Jeudi 19 août 2010 par Ralph Gambihler

Le siècle des nuages

C'est un récit vu du ciel et en même temps très terre-à-terre, un télescopage magistral entre l'épique et l'intime, un roman-monde mais aussi une chronique somme toute bien française, et cela dans le plus joli sens du terme. Avec Le siècle des nuages, Philippe Forest rend hommage à son père disparu, un ancien pilote qui rêvait de prolonger la grande épopée de l'Aéropostale au moment précis où elle était en train d'agoniser, l'aviation devenant dès lors une arme de destruction massive, des routes de l'Exode au soleil d'Hiroshima, en passant par Coventry, Dresde et Hambourg.

Dit autrement, ou plutôt écrit avec la force d'une plume qui emporte l'adhésion dés les premières pages, Le siècle des nuages est le roman "d'un tout jeune homme amoureux du ciel, dont la traversée des nuages eut pour seule particularité de se dérouler tandis qu'éclataient un peu partout sur le monde les mêmes orages d'acier"... Il n'a effectivement rien d'un héros, ce père qui finira commandant de bord d'un Boeing 747 après avoir essuyé son baptême de l'air (et pas forcément son baptême du feu) au côté de l'armée américaine. La grande Histoire, il la traverse en décalé, dans ses propres nuages. Les plus belles dates de sa vie ont d'ailleurs ce don assez étrange d'effleurer la chronologie des années noires... Quelle idée, par exemple, de rencontrer sa future femme un 17 juin 40, de se fiancer quatre jours avant la rafle du Vel d'Hiv ou alors de se marier à la veille d'Hiroshima !

L'héroïsme n'est pas de mise, non, surtout au sein de cette bourgeoisie provinciale de Mâcon presque "naturellement" vichyssoise dont est issu le futur pilote d'Air France... Issu dans les deux sens, puisqu'il parviendra à temps, et parce que l'intégrité primait chez lui sur tout le reste, à s'écarter du chemin du déshonneur vers lequel un vieillard à la voix chevrotante entraînait la France de l'an 40. Qu'est ce qu'une vie, finalement, s'interroge l'auteur, sinon une somme de hasards et de demi-teintes, ou alors "un brouillard épais d'épisodes épars" qui ne prend sens que lorsqu'on lui donne l'allure d'un roman.

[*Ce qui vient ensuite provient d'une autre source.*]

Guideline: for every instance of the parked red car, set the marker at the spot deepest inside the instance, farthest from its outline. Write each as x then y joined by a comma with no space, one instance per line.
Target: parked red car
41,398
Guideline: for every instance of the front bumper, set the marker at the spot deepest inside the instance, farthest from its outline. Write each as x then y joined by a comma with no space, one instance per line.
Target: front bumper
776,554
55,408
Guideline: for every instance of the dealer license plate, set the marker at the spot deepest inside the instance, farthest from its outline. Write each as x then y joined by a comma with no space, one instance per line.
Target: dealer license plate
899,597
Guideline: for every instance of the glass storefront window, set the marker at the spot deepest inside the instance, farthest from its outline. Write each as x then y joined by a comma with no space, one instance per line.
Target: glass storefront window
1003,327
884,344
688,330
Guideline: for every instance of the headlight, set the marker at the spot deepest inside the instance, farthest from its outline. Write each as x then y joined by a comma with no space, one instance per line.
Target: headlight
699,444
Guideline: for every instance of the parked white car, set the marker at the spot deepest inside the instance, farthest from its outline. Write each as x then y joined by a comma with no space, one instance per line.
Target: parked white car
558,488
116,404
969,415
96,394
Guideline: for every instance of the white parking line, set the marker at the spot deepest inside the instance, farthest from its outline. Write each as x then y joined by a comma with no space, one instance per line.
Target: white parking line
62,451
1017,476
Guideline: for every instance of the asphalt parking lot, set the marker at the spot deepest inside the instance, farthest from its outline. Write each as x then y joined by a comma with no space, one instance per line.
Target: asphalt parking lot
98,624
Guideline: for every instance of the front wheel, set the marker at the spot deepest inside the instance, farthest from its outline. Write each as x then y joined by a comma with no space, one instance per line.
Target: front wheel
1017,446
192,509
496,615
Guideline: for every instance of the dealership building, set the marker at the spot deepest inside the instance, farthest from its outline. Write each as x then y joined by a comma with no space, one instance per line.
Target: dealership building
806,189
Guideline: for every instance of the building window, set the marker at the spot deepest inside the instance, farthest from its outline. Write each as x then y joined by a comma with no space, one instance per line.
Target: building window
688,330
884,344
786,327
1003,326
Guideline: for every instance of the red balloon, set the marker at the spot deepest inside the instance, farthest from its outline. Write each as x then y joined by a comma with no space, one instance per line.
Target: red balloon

Et quel roman ! Philippe Forest ne se contente pas de nous emporter au-delà des airs et des océans, de Mâcon aux rivages de l'Amérique en passant par Alger lors du débarquement de 1942. Il ne possède pas seulement un souffle qu'on dirait céleste lorsqu'il évoque, par exemple, le destin de Saint-Exupéry, lui aussi tragiquement décalé dans son genre par rapport à son époque... Le siècle des nuages regorge encore de bien d'autres prodiges, notamment lorsque l'auteur évoque la vieillesse de son père et ce "nuage du néant" qui s'empare peu à peu de lui au fur et à mesure où il voit s'éloigner le monde qui a été le sien. Et cela avant même la perte d'une petite-fille qui l'aspire encore d'avantage vers le bas, la religion n'étant plus d'aucun secours, sauf à constater "l'immense humour de la Révélation qui tient pour vaines toutes les affections humaines"...

Derrière l'épopée aérienne, donc, le travail de deuil... Deuil du père et de l'enfant, consumé plus que conjuré dans une écriture fiévreuse, poignante et proliférante, toute en boucles et en spirales, creusant parfois la même obsession jusqu'à plus soif... Par son style et sa puissance évocatrice,  Le siècle des nuages se hisse largement à la hauteur de ses ambitions. Un futur Goncourt ne serait pas vraiment  usurpé pour ce roman aux ailes de géant.

Le siècle des nuages, de Philippe Forest (Gallimard), en librairie le 19 août.